Перебудила тогда Тоська весь барак своим криком «вьоды кальодной», однако никто на нее не рассердился — мы буквально катались от смеха, как тогда, когда она громогласно объявила нам, что неизвестно, «с циго бы это» она беременна.
Так, беременной, погнали Тоську со всеми в пеший этап, и вместе мы оказались на Эльгене.

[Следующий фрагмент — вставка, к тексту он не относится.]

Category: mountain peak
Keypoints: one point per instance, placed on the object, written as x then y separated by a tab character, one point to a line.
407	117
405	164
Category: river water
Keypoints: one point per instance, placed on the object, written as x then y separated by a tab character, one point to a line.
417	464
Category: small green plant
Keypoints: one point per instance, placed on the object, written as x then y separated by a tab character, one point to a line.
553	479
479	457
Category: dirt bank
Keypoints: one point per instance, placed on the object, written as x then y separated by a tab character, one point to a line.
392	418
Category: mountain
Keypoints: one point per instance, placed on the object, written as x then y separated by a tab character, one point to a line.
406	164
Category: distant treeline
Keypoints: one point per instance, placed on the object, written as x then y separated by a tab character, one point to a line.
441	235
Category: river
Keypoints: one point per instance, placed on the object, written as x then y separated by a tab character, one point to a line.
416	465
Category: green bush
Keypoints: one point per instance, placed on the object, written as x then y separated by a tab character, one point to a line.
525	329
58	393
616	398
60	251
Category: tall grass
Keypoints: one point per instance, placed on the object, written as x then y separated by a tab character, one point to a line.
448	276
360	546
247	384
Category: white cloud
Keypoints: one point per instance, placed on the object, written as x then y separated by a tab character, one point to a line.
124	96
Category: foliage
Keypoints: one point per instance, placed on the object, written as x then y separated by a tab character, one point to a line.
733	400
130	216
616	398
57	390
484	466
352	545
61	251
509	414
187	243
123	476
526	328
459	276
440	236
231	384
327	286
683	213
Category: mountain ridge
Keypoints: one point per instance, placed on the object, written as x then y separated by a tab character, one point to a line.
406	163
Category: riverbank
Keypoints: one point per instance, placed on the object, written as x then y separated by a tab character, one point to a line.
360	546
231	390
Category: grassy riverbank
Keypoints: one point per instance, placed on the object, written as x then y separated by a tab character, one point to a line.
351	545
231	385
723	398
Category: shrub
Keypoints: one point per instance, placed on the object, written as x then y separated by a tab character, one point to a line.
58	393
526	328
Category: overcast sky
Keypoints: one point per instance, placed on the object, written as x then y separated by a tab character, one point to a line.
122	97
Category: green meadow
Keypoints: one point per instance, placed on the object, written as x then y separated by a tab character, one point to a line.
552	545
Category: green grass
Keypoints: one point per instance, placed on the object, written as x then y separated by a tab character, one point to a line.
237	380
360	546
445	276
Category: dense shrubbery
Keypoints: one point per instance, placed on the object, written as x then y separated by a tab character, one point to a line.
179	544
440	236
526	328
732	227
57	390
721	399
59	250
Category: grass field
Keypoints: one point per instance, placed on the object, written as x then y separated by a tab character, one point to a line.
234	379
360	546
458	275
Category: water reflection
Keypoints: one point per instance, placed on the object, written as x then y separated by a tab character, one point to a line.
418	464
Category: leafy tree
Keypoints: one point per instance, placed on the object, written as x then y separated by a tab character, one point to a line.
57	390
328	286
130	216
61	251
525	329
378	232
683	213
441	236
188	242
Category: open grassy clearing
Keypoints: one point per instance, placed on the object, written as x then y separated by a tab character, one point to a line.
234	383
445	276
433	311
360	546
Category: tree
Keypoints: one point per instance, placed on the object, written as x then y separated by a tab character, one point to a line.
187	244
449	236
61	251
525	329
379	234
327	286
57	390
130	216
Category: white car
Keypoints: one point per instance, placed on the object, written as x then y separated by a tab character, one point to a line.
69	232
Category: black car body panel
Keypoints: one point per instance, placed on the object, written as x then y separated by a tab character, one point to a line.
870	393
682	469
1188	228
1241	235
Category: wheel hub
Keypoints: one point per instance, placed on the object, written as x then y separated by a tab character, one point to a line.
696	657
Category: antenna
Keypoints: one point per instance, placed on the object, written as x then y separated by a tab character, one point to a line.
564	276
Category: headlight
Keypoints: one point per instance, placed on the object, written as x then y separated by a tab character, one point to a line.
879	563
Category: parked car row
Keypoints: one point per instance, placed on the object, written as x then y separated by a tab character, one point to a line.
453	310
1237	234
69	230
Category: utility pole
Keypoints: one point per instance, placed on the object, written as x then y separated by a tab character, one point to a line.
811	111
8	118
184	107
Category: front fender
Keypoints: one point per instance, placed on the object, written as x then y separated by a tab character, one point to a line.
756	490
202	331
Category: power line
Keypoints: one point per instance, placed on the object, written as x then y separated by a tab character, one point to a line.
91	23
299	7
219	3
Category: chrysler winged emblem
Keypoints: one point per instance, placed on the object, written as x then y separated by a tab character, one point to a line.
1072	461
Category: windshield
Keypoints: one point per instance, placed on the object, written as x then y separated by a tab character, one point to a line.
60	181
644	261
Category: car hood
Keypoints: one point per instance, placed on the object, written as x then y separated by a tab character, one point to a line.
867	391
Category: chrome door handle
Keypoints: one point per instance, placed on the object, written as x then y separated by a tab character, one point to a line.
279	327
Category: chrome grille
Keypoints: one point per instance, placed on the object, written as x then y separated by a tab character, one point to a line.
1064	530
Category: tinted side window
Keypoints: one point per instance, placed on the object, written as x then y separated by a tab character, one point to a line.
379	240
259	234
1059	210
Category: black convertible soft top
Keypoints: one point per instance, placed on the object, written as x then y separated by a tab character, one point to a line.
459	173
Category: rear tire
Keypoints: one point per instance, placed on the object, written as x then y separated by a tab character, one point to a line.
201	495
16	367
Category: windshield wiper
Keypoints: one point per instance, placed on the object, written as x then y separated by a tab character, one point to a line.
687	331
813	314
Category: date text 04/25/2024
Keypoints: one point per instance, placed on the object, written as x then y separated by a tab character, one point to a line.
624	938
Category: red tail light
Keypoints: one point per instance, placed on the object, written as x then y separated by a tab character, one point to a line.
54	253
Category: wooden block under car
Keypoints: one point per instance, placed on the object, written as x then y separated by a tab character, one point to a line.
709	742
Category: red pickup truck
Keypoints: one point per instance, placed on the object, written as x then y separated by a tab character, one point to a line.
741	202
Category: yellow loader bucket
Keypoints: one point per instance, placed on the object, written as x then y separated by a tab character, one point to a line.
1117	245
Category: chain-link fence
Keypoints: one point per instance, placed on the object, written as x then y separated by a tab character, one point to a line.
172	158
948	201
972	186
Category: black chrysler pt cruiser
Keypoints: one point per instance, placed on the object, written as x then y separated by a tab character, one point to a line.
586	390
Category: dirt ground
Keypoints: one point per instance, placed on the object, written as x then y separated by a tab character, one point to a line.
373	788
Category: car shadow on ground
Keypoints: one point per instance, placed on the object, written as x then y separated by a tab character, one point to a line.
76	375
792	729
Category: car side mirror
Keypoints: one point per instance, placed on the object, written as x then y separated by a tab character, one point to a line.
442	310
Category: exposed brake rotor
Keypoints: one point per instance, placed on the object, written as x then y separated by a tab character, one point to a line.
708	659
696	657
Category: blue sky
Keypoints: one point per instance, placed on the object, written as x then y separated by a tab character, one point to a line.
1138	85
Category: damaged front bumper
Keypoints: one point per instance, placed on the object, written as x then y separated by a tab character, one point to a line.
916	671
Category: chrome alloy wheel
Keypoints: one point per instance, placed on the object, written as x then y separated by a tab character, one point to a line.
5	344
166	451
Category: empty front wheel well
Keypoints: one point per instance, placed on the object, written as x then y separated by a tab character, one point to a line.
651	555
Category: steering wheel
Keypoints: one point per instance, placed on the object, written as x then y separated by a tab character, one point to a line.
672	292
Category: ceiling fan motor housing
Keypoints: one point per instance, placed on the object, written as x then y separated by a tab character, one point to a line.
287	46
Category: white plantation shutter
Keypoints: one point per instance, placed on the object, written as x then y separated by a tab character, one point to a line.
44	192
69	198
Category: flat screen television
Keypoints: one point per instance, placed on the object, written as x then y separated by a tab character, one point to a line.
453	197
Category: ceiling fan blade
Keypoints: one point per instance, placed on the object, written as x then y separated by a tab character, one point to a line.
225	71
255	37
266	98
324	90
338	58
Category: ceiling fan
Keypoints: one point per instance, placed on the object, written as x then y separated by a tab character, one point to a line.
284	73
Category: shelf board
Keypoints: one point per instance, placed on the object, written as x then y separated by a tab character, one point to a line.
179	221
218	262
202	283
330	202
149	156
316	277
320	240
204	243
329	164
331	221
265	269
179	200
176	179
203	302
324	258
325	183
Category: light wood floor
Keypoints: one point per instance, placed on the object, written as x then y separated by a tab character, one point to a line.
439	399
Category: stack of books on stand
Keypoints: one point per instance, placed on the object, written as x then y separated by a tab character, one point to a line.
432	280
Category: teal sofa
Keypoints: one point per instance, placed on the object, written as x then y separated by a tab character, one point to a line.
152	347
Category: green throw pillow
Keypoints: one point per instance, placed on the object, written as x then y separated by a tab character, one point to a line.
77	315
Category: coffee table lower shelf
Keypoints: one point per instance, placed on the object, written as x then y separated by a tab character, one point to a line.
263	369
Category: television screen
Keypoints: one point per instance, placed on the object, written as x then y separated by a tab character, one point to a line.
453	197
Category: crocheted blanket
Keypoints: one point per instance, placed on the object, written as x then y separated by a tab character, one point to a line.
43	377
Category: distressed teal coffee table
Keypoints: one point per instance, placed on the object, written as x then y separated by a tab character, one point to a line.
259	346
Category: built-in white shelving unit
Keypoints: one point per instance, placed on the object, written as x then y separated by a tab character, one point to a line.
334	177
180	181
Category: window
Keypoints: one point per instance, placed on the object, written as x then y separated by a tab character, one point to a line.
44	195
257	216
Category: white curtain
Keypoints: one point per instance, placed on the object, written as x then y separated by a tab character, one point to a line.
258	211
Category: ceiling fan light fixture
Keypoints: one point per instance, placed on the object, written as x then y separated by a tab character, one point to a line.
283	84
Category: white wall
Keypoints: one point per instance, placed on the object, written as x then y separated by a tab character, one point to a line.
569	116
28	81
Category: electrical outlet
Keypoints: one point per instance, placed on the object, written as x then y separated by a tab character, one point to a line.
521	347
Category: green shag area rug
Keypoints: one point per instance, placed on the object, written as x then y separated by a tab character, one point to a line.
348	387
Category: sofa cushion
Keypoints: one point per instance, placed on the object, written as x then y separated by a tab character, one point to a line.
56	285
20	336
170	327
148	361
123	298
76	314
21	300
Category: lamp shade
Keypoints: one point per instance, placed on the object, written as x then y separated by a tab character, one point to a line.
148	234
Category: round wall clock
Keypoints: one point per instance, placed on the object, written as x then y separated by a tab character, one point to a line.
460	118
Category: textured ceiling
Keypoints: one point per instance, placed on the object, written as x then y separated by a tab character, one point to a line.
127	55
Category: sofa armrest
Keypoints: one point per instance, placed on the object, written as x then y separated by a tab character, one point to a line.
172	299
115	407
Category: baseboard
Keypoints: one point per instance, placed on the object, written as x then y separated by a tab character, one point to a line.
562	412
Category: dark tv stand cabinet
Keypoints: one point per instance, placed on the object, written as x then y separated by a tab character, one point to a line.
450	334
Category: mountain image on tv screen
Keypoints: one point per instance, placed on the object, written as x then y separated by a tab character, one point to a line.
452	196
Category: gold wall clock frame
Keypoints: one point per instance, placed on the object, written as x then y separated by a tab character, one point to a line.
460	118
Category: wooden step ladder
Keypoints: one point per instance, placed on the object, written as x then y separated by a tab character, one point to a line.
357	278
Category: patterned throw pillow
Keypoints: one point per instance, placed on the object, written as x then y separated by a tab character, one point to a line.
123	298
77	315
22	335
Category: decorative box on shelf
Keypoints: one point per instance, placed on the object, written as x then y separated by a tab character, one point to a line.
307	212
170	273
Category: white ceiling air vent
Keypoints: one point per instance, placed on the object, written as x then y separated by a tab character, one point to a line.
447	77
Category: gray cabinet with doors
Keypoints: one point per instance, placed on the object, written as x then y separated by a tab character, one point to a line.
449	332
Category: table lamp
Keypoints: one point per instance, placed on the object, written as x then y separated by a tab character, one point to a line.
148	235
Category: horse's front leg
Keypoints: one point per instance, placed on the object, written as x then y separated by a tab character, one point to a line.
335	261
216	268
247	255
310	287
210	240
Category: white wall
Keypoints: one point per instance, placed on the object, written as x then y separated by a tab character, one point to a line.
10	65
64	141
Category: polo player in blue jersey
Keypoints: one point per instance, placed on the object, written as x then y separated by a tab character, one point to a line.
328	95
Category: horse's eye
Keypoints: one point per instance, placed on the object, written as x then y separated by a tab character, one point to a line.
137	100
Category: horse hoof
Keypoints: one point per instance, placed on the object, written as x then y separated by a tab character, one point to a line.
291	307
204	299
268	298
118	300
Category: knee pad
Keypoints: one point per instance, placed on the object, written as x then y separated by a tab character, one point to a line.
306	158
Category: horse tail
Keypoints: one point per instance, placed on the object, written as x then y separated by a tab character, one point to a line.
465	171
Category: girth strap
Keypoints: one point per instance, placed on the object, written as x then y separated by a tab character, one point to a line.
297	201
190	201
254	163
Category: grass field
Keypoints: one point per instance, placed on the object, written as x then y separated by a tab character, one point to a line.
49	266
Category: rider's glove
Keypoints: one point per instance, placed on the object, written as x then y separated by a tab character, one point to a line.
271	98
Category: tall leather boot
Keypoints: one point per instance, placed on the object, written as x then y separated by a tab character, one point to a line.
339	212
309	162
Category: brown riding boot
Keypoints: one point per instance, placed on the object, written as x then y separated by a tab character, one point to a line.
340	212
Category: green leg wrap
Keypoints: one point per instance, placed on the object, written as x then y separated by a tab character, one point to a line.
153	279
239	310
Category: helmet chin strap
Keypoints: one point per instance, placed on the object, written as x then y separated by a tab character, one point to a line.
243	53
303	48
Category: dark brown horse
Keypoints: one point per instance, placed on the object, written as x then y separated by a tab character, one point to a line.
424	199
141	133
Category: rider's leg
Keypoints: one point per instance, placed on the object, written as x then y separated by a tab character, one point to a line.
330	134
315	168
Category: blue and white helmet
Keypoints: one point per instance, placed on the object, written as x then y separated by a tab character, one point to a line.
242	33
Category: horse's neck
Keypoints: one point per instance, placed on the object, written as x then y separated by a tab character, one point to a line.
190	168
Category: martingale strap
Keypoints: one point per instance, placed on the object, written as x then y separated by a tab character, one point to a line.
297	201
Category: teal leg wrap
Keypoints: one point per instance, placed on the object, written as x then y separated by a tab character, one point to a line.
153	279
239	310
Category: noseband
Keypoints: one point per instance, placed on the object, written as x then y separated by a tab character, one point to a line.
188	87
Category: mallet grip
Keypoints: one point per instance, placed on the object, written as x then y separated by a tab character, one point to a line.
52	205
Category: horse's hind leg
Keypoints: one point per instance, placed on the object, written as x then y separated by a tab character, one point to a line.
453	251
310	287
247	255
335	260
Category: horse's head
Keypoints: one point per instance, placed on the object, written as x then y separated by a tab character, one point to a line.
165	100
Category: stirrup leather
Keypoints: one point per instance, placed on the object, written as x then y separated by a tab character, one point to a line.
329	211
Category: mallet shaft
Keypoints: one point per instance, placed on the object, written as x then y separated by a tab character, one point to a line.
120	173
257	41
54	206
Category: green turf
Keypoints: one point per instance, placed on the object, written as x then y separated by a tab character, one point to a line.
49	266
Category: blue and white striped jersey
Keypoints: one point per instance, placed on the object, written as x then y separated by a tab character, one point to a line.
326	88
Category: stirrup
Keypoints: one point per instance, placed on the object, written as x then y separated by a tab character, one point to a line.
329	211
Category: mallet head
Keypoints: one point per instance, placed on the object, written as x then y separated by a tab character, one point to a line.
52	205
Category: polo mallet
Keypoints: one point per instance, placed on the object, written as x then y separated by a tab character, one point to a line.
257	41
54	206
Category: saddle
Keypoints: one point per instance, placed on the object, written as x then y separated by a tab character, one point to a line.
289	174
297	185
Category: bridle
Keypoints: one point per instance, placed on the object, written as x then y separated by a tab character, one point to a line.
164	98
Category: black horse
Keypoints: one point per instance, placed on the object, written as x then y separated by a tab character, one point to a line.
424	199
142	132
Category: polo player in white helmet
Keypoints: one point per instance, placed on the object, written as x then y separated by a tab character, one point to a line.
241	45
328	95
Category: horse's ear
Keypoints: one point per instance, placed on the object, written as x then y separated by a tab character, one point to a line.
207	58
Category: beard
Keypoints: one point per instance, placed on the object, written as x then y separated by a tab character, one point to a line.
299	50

Беременности своей она стыдилась и по-прежнему старалась ее скрыть. Как-то, встретив во дворе лагеря свою знакомую по Сеймчану Симу Вайсберг, стала она ей жаловаться:
— Знаесь, Симоцька, посля я к насему доктору — ведь зивот у меня болит, я много каси съеля, а он мне: «Ты беременна…» С циго бы это? — уже не прежним задорным тоном, а печально сказала Тоська свою обычную фразу. И вдруг ни с того ни с сего: — А по-зьор-то какой! По-зьор какой…
— Почему же позор? — делая вид, что не понимает, спросила Сима. — Ты же сама говоришь, что живот у тебя от каши болит.
— А ню тебя, Симоцька, — рассердилась Тоська. — Будто сяма не знаесь! Ты мне только скази, как я людям в гляза глядеть стяну?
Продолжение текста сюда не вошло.